Janne From Sweden, joined Sep 2001, 379 posts, RR: 0 Posted (13 years 6 months 6 days 14 hours ago) and read 1067 times:
I'm just home after seeing Tante Ju (Lufthansas Ju-52) at Stockholm - Bromma
airport. That was a fantastic sight indeed. Especially since at the same time
Daisy (the "Flying Veterans" DC-3) was also parked on the apron. Made it
feel like beeing back in the forties for a day.

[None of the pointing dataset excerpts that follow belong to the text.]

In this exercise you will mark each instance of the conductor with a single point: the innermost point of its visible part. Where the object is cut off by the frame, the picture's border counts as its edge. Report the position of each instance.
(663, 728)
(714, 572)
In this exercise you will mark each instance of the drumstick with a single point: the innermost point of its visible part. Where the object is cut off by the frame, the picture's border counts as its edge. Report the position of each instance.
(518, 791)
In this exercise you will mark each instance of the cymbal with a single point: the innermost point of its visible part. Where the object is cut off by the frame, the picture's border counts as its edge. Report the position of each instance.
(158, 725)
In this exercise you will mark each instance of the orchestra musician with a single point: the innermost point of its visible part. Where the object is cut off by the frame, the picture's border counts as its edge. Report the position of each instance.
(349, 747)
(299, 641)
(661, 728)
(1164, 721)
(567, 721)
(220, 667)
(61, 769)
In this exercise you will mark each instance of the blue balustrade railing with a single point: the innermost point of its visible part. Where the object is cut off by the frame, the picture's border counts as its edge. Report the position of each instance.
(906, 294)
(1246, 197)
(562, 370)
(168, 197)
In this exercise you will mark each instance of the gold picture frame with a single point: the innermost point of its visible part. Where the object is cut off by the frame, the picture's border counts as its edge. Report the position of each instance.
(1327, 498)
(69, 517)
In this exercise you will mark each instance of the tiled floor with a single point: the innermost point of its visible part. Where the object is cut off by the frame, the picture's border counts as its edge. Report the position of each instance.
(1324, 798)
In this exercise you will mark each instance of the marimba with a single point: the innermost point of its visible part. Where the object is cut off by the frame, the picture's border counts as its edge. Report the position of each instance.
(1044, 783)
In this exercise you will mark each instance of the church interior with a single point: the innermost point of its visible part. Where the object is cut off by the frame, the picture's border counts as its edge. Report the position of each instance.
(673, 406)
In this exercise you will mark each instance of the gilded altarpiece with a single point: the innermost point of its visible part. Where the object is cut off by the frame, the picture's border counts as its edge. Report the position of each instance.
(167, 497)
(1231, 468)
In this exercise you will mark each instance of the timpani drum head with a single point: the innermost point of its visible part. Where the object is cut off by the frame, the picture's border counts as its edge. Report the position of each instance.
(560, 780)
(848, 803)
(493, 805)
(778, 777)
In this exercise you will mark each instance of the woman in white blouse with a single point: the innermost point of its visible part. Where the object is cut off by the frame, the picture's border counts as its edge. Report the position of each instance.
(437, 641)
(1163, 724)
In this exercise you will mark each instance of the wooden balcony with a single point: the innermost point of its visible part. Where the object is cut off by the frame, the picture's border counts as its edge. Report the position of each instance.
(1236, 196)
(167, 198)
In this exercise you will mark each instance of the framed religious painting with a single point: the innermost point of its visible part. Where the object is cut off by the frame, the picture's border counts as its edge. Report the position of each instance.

I was a little disappointed though when Tante Ju's engins were
started. I had expected some smoke and a different sound. I saw Tante Ju
at Bromma 1986 and as I remembered the engines made a lot more noice
then. Now I understand that you can't have all original parts in the engines
on a 66 year old aircraft but I am wondering, have they changed the engines
completely to more modern engines? Does anybody out there have
any information on that?
Still, Tante Ju is a fantastic piece of flying history. May she fly many years
Airsicknessbag From Germany, joined Aug 2000, 4723 posts, RR: 31
Reply 2, posted (13 years 6 months 6 days 13 hours ago) and read 1027 times:
The engines are new; PW 1340 S1 H1G Wasp, to be exact. But I can assure you, once you´re inside this flying dinosaur, you couldn´t care less about the engines. It´s truly a time machine, especially in flight. I was lucky enough to catch a flight on the plane´s 60th birthday, back in 1996. It was FRA-QMZ (Mainz), scheduled flying time 10 minutes, but it took us 20 minutes due to strong headwinds. Amazing experience, I just love her.
P.S.: Most of your questions will be answered at http://www.lufthansa-ju52.de , plus the Ju52-team will be happy to send you additional information material.
Jwenting From Netherlands, joined Apr 2001, 10213 posts, RR: 17
Reply 4, posted (13 years 6 months 6 days 12 hours ago) and read 1003 times:
Probably Jumo engines. Jumo was the engine manufacturer owned (in part?) by Junkers.
During WW2, engines were probably installed as they became available when needed. This would see for example BMW engines (and maybe even engines retrieved from downed US and UK aircraft being installed.